STEP INTO A WORLD OF ADVENTURE

Forget everything you know about The Legend of Zelda games. Step into a world of discovery, exploration and adventure in The Legend of Zelda: Breath of the Wild, a boundary-breaking new game in the acclaimed series. Travel across fields, through forests and to mountain peaks as you discover what has become of the ruined kingdom of Hyrule in this stunning open-air adventure.

Features:

Explore the wilds of Hyrule any way you like – Climb up towers and mountain peaks in search of new destinations, then set your own path to get there and plunge into the wilderness. Along the way, you’ll battle towering enemies, hunt wild beasts and gather ingredients for the food and elixirs you’ll need to sustain you on your journey.

Seems that The Legend of Zelda: Breath of the Wild will be truly open to players. According to Eiji Aonuma, in an interview with Polygon, players can skip the story and even go straight to the final boss if they go the right way.
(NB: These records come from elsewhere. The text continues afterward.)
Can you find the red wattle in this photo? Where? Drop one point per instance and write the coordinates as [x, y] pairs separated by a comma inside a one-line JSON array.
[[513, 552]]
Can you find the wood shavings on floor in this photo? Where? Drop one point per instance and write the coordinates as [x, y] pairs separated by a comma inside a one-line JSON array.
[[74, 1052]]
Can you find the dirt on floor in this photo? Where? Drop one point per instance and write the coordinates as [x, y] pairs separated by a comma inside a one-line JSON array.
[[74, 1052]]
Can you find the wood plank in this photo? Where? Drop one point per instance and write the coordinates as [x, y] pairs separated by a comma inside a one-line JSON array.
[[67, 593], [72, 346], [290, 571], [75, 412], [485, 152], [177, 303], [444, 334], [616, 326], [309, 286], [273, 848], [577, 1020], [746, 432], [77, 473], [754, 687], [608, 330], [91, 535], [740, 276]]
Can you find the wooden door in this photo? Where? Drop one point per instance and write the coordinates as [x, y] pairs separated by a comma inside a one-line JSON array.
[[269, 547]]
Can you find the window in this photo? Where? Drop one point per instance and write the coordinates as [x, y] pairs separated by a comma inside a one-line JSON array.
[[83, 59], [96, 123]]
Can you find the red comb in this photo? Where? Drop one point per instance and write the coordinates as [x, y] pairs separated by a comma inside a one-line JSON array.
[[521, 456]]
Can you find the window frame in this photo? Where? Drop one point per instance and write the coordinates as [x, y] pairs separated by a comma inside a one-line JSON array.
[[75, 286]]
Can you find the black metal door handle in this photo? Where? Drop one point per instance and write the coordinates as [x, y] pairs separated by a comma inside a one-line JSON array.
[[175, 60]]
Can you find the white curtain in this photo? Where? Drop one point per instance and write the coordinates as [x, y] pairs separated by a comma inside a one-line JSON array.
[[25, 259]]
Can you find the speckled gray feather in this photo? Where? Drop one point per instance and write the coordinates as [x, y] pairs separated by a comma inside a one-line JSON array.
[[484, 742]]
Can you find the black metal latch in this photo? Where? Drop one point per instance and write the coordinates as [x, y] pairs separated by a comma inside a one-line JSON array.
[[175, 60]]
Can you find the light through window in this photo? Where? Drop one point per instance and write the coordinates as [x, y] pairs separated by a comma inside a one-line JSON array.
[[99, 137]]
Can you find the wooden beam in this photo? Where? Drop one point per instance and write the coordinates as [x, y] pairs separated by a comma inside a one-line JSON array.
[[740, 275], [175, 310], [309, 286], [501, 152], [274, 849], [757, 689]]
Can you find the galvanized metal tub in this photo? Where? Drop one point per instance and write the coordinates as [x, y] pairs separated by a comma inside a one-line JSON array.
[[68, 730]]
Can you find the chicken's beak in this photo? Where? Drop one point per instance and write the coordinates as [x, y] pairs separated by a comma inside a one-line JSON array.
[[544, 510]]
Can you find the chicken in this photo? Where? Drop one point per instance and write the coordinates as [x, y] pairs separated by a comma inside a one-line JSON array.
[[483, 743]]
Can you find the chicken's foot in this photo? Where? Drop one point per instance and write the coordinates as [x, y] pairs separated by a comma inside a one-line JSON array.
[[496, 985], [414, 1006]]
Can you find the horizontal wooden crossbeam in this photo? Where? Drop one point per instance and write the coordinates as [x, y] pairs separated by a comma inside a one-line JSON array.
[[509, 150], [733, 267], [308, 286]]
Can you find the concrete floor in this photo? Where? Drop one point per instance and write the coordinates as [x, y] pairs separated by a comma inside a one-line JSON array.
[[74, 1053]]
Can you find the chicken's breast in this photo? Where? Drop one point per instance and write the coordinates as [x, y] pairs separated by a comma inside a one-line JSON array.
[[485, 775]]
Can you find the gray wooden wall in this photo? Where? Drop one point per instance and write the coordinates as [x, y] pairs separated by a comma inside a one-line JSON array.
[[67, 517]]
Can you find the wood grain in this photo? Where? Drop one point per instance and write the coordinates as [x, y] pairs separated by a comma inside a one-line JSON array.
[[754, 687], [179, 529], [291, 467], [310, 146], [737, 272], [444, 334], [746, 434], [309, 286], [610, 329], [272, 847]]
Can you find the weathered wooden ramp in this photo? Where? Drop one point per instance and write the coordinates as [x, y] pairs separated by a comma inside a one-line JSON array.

“Users may not actually get the full story depending on how they play this game and how they strategize and solve puzzles. Users are able to go to the very end goal without revealing why Link woke up the way he did and where he did. Whether you want to reveal the storyline and find out why Link woke up, or you want to just go straight to the goal, that’s an option totally up to the user […] Anybody who can go straight to the goal without doing anything else — there’s two possibilities. Either they’re a really good gamer, or they could be somebody that’s a little bit crazy. But it’s not impossible. I created the game like that.”

Though Aonuma suggested that this was not the best or natural way to play, he also suggested the game would be good for players to race each other in.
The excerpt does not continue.